By the way, the author of the link I posted previously kindly included
code that he used to solve the prblem on his system. Here it is:
static int
kqueue_stat(struct file *fp, struct stat *st, struct ucred *active_cred,
struct thread *td)
{
struct kqueue *kq;
int error;
if ((error = kqueue_aquire(fp, &kq)))
return ENOENT;
KQ_LOCK(kq);
bzero((void *)st, sizeof(*st));
st->st_size = kq->kq_count;
kqueue_release(kq, 1);
KQ_UNLOCK(kq);
st->st_blksize = sizeof(struct kevent);
st->st_mode = S_IFIFO;
return (0);
}
I have not tested it yet, but I am going to this evening.
Jeff
null wrote:
>Greetings all,
> I have several *BSD servers running and I was hoping to implement
>Xmail as a replacement for the sendmail server that is running on them
>now. So I am wondering (having not yet tried it) if there is a Linux
>version of Xmail. And if so, why not run it on BSD with Linux
>compatibility enabled (starting the OS with the Linux ABI). I realize
>this is not a long term solution.
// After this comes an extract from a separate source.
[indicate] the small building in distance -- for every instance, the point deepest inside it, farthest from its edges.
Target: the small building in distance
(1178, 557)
But seems as though it might be an
>answer in the short term.
>
>Just a thought.
>
>--Chris
>
>
>
>
>>On Thu, 3 Mar 2005, Dofri Jonsson wrote:
>>
>>
>>
>>>I had the same problem with KQUEUEs in FreeBSD, although I had no idea
>>>what
>>>the reason was until decker's post.
>>>
>>>So I did as he suggested and recompiled without libc_r and ran XMail,
>>>which
>>>crashed about twenty hours later producing this unhelpful backtrace:
>>>
>>>
>>Guys, XMail is multi-threaded, and non reentrant functions are gonna crash
>>it. XMail uses directly the reentrant version of those functions (*_r())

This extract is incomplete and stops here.